Abstract

Delivery of drugs and nanomedicines to tumors is often heterogeneous and insufficient and, thus, of limited efficacy. Microbubbles in combination with ultrasound have been found to improve delivery to tumors, enhancing accumulation and penetration. We used a subcutaneous prostate cancer xenograft model in mice to investigate the effect of free and nanoparticle-encapsulated cabazitaxel in combination with ultrasound and microbubbles with a lipid shell or a shell of nanoparticles.
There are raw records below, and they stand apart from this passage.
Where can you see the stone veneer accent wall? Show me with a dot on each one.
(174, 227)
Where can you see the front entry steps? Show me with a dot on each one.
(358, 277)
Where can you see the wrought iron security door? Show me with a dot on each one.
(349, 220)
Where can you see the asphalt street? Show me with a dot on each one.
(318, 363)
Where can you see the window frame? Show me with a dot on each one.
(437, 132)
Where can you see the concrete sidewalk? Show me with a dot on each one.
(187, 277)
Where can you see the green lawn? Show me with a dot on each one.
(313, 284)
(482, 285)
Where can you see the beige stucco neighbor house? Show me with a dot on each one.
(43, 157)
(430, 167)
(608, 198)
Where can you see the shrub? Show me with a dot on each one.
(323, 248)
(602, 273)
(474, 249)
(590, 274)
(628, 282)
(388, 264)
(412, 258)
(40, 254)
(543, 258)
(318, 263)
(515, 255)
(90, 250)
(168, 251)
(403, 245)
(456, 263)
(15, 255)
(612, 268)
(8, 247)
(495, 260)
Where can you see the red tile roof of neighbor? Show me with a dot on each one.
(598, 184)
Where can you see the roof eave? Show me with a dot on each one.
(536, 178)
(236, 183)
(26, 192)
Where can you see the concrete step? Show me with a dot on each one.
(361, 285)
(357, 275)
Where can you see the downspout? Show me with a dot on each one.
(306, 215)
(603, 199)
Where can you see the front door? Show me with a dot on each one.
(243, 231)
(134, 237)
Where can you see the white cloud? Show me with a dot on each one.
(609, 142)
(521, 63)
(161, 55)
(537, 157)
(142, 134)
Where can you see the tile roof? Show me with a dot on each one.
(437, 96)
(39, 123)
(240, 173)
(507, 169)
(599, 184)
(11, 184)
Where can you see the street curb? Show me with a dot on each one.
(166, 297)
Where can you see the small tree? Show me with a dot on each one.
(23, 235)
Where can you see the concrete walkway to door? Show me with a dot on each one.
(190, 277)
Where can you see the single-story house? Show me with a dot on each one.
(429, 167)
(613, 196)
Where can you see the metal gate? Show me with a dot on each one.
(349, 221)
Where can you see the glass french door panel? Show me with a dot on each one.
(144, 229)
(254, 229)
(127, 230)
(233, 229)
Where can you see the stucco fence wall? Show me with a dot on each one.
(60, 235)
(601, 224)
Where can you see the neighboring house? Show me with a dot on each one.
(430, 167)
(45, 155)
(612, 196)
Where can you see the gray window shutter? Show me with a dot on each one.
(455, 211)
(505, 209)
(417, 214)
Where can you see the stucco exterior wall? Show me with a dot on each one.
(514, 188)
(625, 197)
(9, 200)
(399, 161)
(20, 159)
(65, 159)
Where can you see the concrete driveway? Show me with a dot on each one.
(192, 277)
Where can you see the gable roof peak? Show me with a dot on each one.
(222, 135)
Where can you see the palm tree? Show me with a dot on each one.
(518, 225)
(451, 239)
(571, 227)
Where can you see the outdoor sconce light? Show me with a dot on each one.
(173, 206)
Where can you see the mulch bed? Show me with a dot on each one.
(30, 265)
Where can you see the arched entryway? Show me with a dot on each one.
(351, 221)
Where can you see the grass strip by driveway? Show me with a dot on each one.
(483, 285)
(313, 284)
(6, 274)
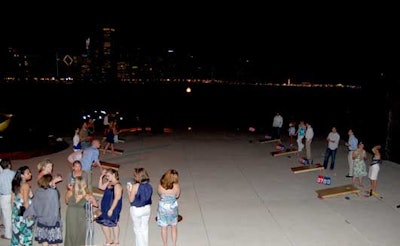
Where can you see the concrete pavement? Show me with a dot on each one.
(234, 192)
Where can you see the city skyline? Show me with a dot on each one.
(316, 47)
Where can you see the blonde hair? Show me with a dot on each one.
(80, 188)
(43, 164)
(169, 178)
(140, 175)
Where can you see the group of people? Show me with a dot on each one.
(30, 215)
(356, 158)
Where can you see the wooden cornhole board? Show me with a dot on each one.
(337, 191)
(116, 151)
(307, 168)
(109, 165)
(269, 140)
(284, 152)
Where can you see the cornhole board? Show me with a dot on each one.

Sonopermeation reduced tumor growth and prolonged survival (26%–100%), whether the free drug was co-injected with lipid-shelled microbubbles or the nanoformulation was co-injected with lipid-shelled or nanoparticle-shelled microbubbles. Coherently with the improved therapeutic response, we found enhanced uptake of nanoparticles directly after ultrasound treatment that lasted several weeks (2.3 × –15.8 × increase). Neither cavitation dose nor total accumulation of nanoparticles could explain the variation within treatment groups, emphasizing the need for a better understanding of the tumor biology and mechanisms involved in ultrasound-mediated treatment.

Highlights

  • Chemotherapy, alone or in combination with other treatment modalities, is one of the most common treatments for cancer patients (Chabner and Roberts 2005; Miller et al 2019), but a lack of specificity combined with unfavorable pharmacokinetic properties limits the therapeutic benefit of the drugs

  • We have previously reported an in-house-made treatment platform consisting of protein MBs stabilized by polymeric NPs (NPMBs) containing the cytotoxic drug cabazitaxel and fluorescent dyes for imaging, coated with poly(ethylene glycol) (PEG) (Mørch et al 2015)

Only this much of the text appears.